That's the question that Wired asked last month, and it's important to consider because even as a truckload of ed tech folks are "predicting" (aka "marketing") a future in which ed tech is awash in shiny Artificial Intelligence features that read students minds and develop instantaneous perfectly personalized instructional materials. Why is it, do you supposed, that AI is being thrust at education even as private industry is slow to embrace it?
Adoption was heavily tilted toward big companies, aka companies that can afford to buy shiny things that may or may not actually work, aka companies where the distance between those who buy the stuff and those who use the stuff is the greatest.
Another finding of the study is that, shockingly, that many previous "estimates" of AI use were seriously overstated. For instance, consulting giant McKinsey (a company that has steamy dreams about computerized classrooms) claimed that 30% of executives were piloting some AI. Of course, to do that kind of survey, you have to talk only to companies that have "executives" and not just an owner or a boss.
Wired doesn't really doesn't have an answer. It offers a charming contrast between a big-time beer brewing corporation that uses an AI algorithm to monitor its filtration process, and a small beer company where "We sit around tasting beer and thinking about what to make next."
But perhaps AI isn't more widespread because it doesn't work all that well. "AI" often just means "complicated algorithm," and that algorithm has been written by a human--most often, a human with a computer background and not a background in the field being affected.
This leads to problems like the widely noted tendency of AI to be racist--the attitudes and biases or programmers are transferred directly into the programs that they write.
So do their other failings.
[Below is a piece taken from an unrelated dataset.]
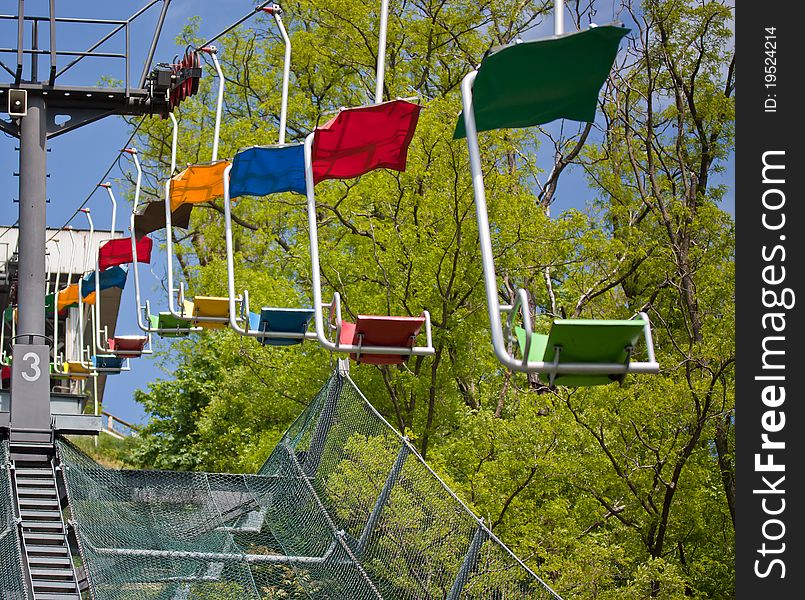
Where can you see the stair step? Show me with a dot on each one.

In her "Introduction to Artificial Intelligence in Education," Sarah Hampton offers some examples of what is or is not an AI program. In the "is" column we find Grammarly. The thing about Grammarly, though, is that this software that is supposed to magically offer useful editorial guidance for your writing--well, it's not very good at its job. In fact, one question that Wired didn't ask was about the success of the companies that did use AI, but consider this report that 1 in 4 AI projects fail. You can surf the net reading about AI failures all day. And some of them have really serious consequences (like being jailed because of a botched AI facial identification).
The answer to the Wired question is twofold. AI isn't more widely used because 1) it doesn't do anything that can't be done as well (often at lower cost) by actual expert humans and 2) because much of what it does, it doesn't do very well. Despite its many, many, many unfulfilled promises, AI continues to be boosted mostly by people who want to make money from it, and not by the people who actually have to work with it. Yes, AI fans, including those in ed tech, will continue to make shiny promises based on what the program would do if it worked perfectly to achieve what its designers imagined it would do in a perfect world, but that's a vision from some other world. In this world, AI still has little to offer the classroom teacher.